I know you smoke, I know you drink that brew
I just can't abide a sinner like you
Y'know, God can't either, that's why I know it to be true
That, uh, Jesus loves me, but he can't stand you

  • Jonathan Coulton's song "Gambler's Prayer" features a person like this. He's not praying to get over his gambling addiction.

Deal me good cards and I'll handle the math
We'll take their money while they take a bath
I'll show them my hand, you'll show them your wrath
Oh Lord, help me take money from my friends.

Religion

  • In The Bible,
    • The book of Job is a straight 2A - the "false accusation" version of this trope - with The Devil ending up in the role of Asshole Loser for accusing Job of being this.
    • The group of pharisees in the New Testament were a type A, which makes it ironic when they didn't recognize said Lord when He appeared to them disapproving of their hypocrisy and arrogance.

Video Games

  • A Get Back Here Boss in Assassin's Creed Brotherhood continually rattles on how God's on his side throughout the whole chase/fight.
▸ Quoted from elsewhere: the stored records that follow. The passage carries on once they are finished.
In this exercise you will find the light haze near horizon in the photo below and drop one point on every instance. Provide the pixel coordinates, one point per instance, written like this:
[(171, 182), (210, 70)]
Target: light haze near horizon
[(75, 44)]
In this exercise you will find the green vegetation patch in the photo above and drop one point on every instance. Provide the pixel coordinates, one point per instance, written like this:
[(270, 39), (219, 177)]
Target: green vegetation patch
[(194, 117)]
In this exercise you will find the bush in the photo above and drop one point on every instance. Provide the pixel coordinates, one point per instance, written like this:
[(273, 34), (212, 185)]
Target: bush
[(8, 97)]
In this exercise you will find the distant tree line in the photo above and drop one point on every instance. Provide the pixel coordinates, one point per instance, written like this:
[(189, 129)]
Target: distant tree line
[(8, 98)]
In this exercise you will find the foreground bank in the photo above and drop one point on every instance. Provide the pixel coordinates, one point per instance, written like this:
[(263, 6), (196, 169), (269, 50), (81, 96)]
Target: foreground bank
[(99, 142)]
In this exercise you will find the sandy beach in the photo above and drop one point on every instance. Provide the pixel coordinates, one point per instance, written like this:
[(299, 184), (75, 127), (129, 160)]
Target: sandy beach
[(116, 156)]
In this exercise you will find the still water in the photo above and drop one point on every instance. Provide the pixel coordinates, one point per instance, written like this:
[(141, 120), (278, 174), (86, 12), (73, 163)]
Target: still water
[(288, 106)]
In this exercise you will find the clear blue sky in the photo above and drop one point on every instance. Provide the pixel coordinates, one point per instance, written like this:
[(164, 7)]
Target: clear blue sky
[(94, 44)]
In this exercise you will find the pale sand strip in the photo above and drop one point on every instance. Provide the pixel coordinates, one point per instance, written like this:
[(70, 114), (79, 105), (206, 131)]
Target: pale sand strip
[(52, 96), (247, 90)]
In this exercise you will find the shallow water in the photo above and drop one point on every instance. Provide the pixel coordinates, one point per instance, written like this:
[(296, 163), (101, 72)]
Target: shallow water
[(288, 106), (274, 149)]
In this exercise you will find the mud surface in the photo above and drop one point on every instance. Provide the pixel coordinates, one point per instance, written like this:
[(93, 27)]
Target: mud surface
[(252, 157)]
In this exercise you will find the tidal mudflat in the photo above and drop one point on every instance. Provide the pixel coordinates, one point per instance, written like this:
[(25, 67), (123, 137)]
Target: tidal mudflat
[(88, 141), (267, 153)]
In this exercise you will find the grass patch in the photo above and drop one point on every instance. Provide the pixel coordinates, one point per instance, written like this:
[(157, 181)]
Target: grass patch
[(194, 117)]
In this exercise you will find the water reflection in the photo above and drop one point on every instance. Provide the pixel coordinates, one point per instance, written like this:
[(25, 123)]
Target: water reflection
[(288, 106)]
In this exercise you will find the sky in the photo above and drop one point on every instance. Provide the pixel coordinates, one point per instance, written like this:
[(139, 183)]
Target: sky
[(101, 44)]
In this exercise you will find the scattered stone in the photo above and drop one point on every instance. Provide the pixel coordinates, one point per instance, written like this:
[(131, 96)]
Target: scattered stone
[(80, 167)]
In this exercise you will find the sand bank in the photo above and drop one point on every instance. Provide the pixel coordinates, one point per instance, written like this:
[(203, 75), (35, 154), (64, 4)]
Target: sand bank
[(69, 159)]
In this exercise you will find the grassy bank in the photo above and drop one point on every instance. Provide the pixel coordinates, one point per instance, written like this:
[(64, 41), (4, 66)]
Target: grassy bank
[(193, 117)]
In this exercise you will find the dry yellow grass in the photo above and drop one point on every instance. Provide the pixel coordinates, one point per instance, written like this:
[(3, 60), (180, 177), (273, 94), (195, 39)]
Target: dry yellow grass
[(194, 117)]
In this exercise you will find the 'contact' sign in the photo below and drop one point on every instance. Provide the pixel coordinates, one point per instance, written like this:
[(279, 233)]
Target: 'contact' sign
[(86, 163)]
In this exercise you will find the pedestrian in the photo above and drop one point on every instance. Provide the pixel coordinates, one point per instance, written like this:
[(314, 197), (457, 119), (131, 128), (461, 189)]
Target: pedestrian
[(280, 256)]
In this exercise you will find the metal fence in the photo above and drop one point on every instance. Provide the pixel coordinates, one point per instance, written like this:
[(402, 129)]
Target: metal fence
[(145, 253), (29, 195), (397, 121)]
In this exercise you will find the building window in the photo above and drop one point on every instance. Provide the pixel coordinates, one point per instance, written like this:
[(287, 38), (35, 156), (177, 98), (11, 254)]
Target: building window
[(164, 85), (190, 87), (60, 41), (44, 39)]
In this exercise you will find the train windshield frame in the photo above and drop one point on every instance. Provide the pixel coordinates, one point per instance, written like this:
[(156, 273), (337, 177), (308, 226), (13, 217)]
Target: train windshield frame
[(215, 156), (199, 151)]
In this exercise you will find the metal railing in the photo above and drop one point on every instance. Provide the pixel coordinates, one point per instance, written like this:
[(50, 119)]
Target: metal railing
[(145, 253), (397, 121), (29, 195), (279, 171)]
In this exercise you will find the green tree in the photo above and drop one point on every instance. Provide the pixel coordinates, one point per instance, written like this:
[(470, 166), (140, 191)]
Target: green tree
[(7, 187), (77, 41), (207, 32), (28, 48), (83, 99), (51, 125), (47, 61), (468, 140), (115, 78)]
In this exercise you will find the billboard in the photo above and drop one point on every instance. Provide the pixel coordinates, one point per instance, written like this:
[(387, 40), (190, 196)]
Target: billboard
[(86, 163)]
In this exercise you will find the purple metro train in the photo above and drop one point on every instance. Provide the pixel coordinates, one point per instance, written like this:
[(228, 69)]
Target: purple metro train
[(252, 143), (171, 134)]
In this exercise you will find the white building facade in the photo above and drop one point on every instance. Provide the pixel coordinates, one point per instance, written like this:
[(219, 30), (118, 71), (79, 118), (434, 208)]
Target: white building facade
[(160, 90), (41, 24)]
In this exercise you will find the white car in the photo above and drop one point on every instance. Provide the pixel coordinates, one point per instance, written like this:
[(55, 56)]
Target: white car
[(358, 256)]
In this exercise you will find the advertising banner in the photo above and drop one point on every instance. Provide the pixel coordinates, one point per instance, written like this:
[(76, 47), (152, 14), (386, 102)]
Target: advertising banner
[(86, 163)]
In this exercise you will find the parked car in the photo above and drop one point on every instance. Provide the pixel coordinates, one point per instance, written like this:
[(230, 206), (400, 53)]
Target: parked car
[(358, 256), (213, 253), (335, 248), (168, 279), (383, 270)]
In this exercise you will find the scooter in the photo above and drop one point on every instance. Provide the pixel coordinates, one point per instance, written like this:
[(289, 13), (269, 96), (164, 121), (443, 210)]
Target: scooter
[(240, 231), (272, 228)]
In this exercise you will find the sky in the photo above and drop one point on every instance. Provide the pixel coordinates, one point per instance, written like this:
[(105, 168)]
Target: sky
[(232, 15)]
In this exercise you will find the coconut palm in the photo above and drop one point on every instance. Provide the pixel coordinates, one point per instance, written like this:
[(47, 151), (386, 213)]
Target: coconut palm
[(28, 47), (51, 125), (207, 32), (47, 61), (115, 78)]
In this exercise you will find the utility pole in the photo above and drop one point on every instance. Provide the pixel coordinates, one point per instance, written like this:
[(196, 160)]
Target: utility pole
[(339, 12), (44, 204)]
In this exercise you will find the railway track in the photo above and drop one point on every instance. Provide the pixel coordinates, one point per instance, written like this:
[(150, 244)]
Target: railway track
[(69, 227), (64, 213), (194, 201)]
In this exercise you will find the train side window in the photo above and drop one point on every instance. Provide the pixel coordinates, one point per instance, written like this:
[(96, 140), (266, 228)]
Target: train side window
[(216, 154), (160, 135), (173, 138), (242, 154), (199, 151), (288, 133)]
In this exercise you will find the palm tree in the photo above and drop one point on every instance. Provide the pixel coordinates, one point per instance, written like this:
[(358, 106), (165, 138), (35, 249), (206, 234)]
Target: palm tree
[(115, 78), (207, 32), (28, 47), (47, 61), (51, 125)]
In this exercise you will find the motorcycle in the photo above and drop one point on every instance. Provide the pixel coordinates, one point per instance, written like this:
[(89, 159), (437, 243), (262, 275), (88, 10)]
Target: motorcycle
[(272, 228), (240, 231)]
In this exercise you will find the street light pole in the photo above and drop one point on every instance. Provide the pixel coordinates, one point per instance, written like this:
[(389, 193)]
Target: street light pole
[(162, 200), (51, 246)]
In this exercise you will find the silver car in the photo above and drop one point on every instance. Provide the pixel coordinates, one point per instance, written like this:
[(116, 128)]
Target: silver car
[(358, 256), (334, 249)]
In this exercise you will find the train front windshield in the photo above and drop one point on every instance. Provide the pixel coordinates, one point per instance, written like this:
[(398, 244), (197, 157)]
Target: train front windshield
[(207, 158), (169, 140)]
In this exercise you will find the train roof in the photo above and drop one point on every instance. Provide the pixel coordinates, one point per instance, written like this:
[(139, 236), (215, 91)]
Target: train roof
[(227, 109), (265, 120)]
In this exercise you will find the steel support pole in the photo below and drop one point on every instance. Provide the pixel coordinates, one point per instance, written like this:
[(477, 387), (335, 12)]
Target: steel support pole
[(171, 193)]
If you actually do catch up to him and manage to hurl him over the side of a railing, there's a special cutscene where Ezio grabs him before he falls away. "Haha! You saved me! I told you God was on my side!" However, Ezio was only grabbing him to get the key from him before he fell away, and lets go right after.

Web Comics

Western Animation

  • On Daria, Quinn becomes a sympathetic version of 1A for an episode—after avoiding an accident, she comes to believe she has a guardian angel who will help her with whatever she needs. After a Humiliation Conga at a party she believes that she's been abandoned. A conversation with Daria helps her realize that she's been overly reliant on her hypothetical angel.
  • On God, the Devil and Bob, Bob often asks for favors and becomes upset when God fails to provide them; this can shift between 1A and 1B, since he literally has a special relationship with God but doesn't act particularly devout.
    • In addition, he once came to believe that being God's prophet meant God was protecting him from any harm, causing him to take dangerous risks (including ultimately sky-diving without a parachute). In reality, he'd just had a lot of dumb luck recently.